[Date Prev][Date Next][Thread Prev][Thread Next][Date Index][Thread Index]

Re: Just who is on the defensive?



On Fri, 26 Jan 2007, JOHANNES VELTEROP wrote:

> The issue shouldn't be -- and for most clear-thinking 
> publishers isn't -- about OA yea or nay. It is about the 
> fundamentally problematic idea of mandating access to the 
> formally published literature without willing to provide in any 
> way for payment...

But, dear Jan, need I remind you that Payment *in full* is being 
made -- via subscriptions and licenses -- for that vast majority 
of journals that are not OA journals!

The rest is just pre-emptive speculation: If those subscriptions 
are ever cancelled, the resultant savings can then be used to pay 
for Gold OA publication charges But until and unless they are 
cancelled, why do we -- the research community, I mean, because, 
frankly, the publishing community has not much say in this, one 
way or the other -- keep wasting time on this pre-emptive 
bargaining, instead of doing the keystrokes to provide the OA, 
now? (*That's* what the self-archiving mandates are for, at long 
last.)

> Given the benefits of open access, an argument might even be 
> made that its increased utility would justify a higher price. 
> The mandates that are being considered, however, aim to remove 
> (perhaps not by intention, but as an unintended consequence) 
> any economic basis.
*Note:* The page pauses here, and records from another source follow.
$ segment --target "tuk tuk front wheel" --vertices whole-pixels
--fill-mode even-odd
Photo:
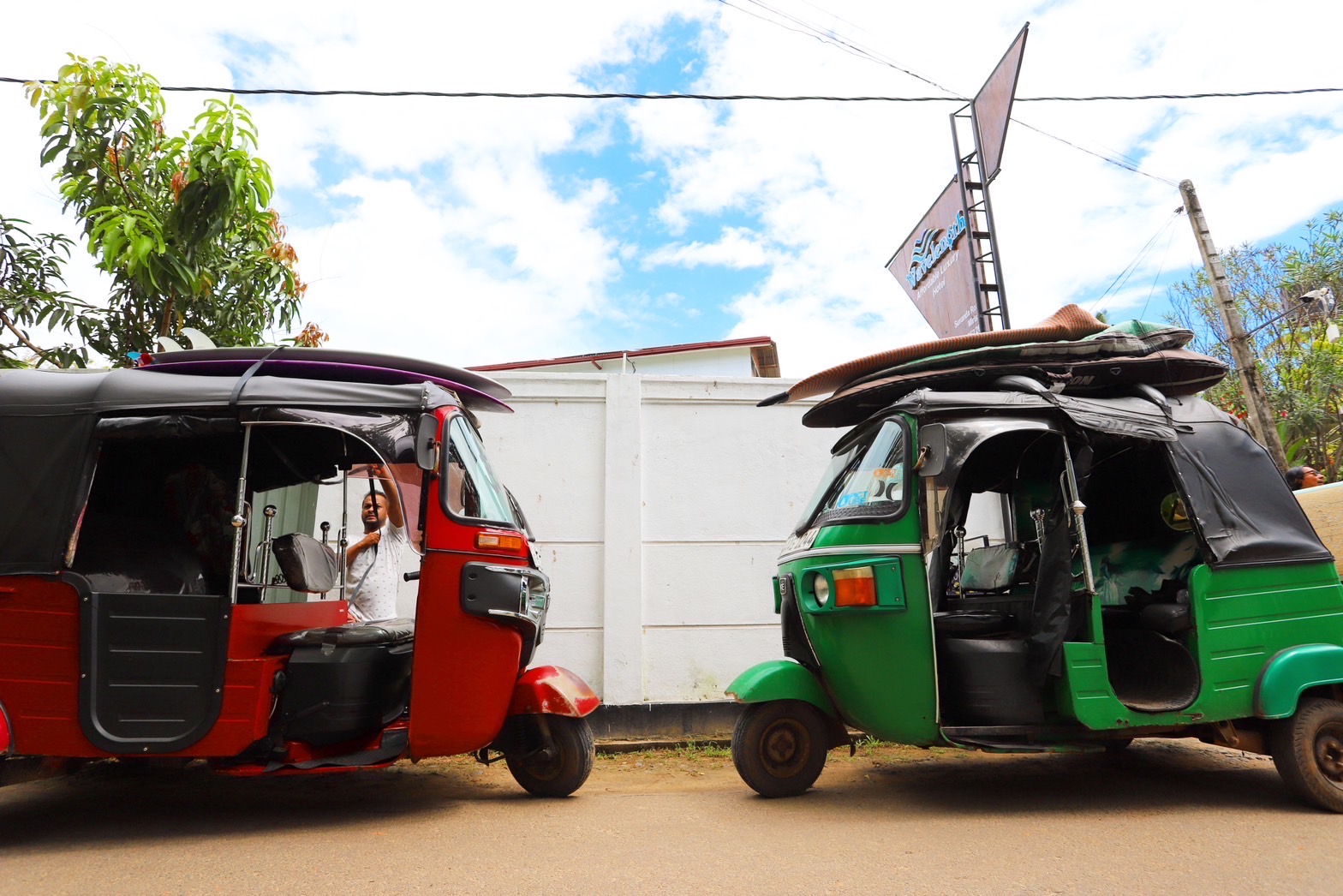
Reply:
[[[540,716],[522,716],[521,721],[540,728],[543,720]],[[505,752],[504,760],[513,779],[533,797],[568,797],[592,772],[596,758],[592,727],[587,719],[568,716],[545,716],[544,721],[551,733],[548,748]],[[532,736],[522,737],[522,743],[544,740],[540,731],[528,733]]]
[[[1343,813],[1343,703],[1305,699],[1291,719],[1273,723],[1273,764],[1296,795]]]
[[[796,797],[826,764],[826,720],[802,700],[752,703],[732,729],[732,764],[761,797]]]

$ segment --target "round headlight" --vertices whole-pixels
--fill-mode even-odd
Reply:
[[[811,594],[817,596],[817,603],[826,606],[830,600],[830,583],[819,572],[811,576]]]

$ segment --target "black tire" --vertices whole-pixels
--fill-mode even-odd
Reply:
[[[1292,793],[1343,813],[1343,703],[1301,700],[1296,715],[1273,723],[1269,750]]]
[[[568,716],[547,716],[545,721],[553,744],[549,756],[504,754],[504,760],[514,780],[533,797],[568,797],[592,774],[592,760],[596,758],[592,727],[587,719]],[[535,725],[539,720],[532,716],[526,719],[526,724]]]
[[[826,717],[802,700],[749,704],[732,729],[732,764],[761,797],[807,791],[826,764]]]

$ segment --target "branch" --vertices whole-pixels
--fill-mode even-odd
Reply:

That's the issue. Not OA or NOA.

Jan, as a publisher, you are to be excused for being so 
preoccupied with prices and your bottom line.  But I hope you 
will in turn excuse the research community for being more 
concerned with *access* -- for which there is no need to pay a 
penny more or less at the moment! All that's needed is 
keystrokes. And that is what OA, today, is about.